Spinning fusion tech into commercial opportunities

Despite the December news that a team at Lawrence Livermore National Laboratory had made a breakthrough in fusion research, garnering widespread praise and news headlines, even that breakthrough is more just a promising indication that nuclear fusion might be a commercial reality in a couple decades at the earliest.

TAE Power Solutions is therefore an attempt to target much nearer-term commercial opportunities in a rapidly growing market. TAE’s US homeland is obviously a hotbed for EV and BESS innovation and deployment, and with the Inflation Reduction Act will likely be for at least the next decade.

The UK meanwhile is another hot BESS market, and soon to be big on EVs, with internal combustion engine (ICE) passenger vehicles set for phase out in the 2030s, not to mention its close proximity to the rest of Europe.

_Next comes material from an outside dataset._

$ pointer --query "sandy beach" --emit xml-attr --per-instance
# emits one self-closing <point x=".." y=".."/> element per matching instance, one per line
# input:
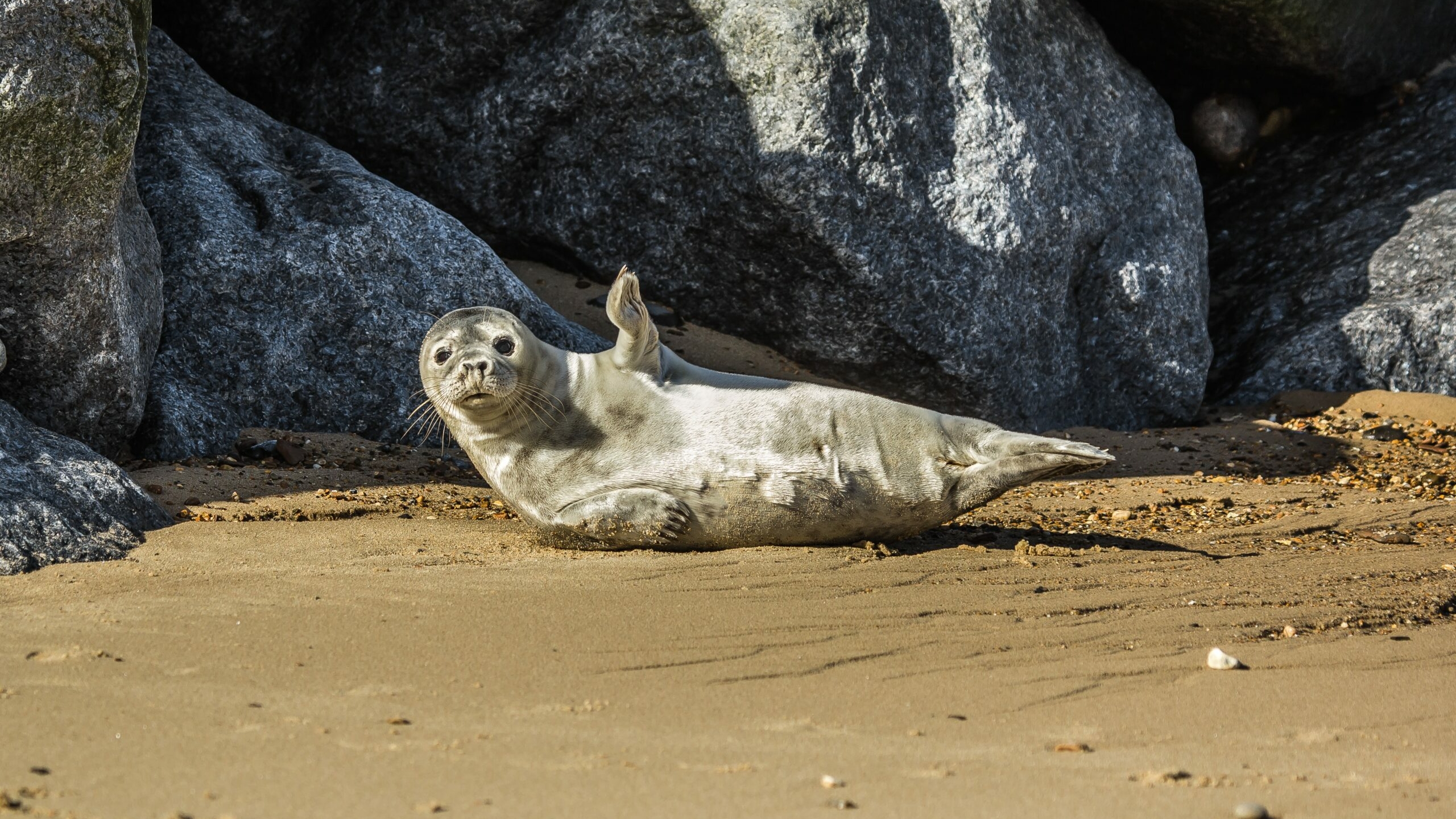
<point x="370" y="633"/>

The two UK companies TAE has acquired for its Power Solutions push are stationary energy storage tech specialist Eltrium, which designs and manufactures energy storage systems, power distribution technology and related electronic assemblies, and Sprint Power, which integrates electrical systems and high voltage drivetrains for vehicles. TAE has offices in UK as well as in Switzerland.

The diversification strategy is perhaps a little analogous to a company which has been making headlines of its own within the energy storage space.

Energy Vault is best known by many as a startup developing and commercialising a novel gravity-based energy storage technology. While it has claimed a first large-scale project is already under construction in China, Energy Vault’s gravity storage solution has taken something of a back seat to its more recently established power solutions division.

That division is focused on lithium-ion battery energy storage integration, project design and optimisaton and has netted some significant contracts in the past few months, leading Energy Vault to claim that its 2022 revenues are likely to be far higher than the company’s previously offered guidance.